We can summarize the WiX v5 release plan as "so far, so good." So good, in fact, that our schedule remains unchanged:

  • v5.0.0-rc.1 on 8-Mar-2024 (done!)
  • v5.0.0-rc.2 on 22-Mar-2024 (done!)
  • v5.0.0 on 5-Apr-2024

Now is almost your last chance to make Rob and/or me do a late-night debugging session to fix a last-minute bug. Give it your best shot! We dare you.

Issue triage

  • Add support for non-SNI SSL certificate in WixToolset.Http, from @solidstore, is an issue tracking an in-progress pull request that didn't happen in time for WiX v5. We added it to the v.Future milestone to look at again for WiX v6.

  • Temp directory issue after wix v 4.0.5 upgrade, from @DipakTated, is a bit of fallout from our recent security releases. We haven't yet been able to reproduce the problem here at FireGiant and we're a bit reluctant to make speculative fixes in an area that's still tender from a recent security fix. So Rob volunteered to keep trying to reproduce it and provide a safe fix.

  • Consider relisting the vulnerable package versions, from @WGroenestein, requests that we list the vulnerable NuGet packages that we delisted so that a vulnerability scan would detect them. We decided the risk was greater that more people would consume relisted packages than would run the vulnerability scan to detect them. Also, it seems that the vulnerability scan has a bug/bad design that it doesn't look at explicitly-listed vulnerable packages.

  • WiX3.14 release binaries contain incorrect file versions , from @oleg-shilo, points out that assemblies in WiX v3.14 have different file versions and product versions. That's true and, as a matter of fact, has been true for many years. And, naturally, there's an obvious and very good reason for that apparent oddity.
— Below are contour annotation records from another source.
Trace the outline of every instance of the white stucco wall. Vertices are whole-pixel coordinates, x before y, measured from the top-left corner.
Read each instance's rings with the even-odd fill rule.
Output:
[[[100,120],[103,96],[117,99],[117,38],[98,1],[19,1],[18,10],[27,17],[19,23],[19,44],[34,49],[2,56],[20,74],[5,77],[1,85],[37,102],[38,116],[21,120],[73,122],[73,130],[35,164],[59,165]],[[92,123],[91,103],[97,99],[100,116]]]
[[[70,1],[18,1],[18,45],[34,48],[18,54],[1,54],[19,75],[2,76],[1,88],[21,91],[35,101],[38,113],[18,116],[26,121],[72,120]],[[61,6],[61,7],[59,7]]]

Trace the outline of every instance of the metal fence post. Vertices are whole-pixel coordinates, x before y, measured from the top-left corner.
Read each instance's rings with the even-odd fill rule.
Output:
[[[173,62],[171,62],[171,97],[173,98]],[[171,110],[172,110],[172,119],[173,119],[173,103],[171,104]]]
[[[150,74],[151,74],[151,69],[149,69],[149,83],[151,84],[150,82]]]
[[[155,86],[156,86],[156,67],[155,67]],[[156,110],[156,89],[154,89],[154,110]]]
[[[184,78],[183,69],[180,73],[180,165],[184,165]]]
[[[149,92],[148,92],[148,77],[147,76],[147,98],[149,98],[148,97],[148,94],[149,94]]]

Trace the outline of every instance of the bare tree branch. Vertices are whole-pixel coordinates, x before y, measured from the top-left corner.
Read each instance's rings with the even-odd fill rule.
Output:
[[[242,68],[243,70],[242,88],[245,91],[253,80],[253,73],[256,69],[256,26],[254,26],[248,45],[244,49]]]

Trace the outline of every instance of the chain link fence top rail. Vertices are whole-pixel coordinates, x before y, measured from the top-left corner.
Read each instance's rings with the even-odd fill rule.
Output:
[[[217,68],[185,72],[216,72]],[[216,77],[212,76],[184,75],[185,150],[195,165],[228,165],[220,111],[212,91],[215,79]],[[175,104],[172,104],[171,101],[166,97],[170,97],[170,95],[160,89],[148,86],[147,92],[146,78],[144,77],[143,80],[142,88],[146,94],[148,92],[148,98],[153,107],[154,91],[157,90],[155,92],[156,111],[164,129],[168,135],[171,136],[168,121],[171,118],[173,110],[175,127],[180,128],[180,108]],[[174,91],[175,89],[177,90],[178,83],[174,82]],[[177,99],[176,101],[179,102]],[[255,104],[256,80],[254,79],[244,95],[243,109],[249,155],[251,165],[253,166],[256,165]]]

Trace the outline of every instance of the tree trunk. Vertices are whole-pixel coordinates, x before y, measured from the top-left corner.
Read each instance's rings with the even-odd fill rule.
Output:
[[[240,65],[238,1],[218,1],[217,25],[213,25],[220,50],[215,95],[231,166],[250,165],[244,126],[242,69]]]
  • References to native nupkgs use WiX v4's upper bound, from @robmen, demonstrates that having multiple ways to specify versions is both fun and exciting. In this case, dependencies to other WiX NuGet packages were specified as 5) which specifically excludes v5.0.0 -- though, thanks to a funny SemVer quirk, includes v5.0.0-rc.2, so we wouldn't notice until we actually shipped v5.0.0. Rob fixed the version specification this morning.

WiX v6 Git strategy

In a bit of thrilling behind the scenes detail, Rob shared how we're going to restructure the WiX repo a bit for WiX v6. A lesson we learned after shipping our recent security releases -- a harsh teacher, to be clear -- is that our current model made it more difficult than necessary to ship multiple releases simultaneously. While we certainly hope never to need to do that again, it makes sense to choose a model that better fits our (potential) needs.

So after WiX v5 ships, we'll reorganize the wix repo to switch to a release flow/trunk-based development model. Development happens as it has for years, now a branch named main (instead of develop) and releases happen on release branches that are short-lived and replaced by tags after release.

Day-to-day development is still "send a pull request targeting the default branch" -- the only thing that changed is that the default branch is now main instead of develop.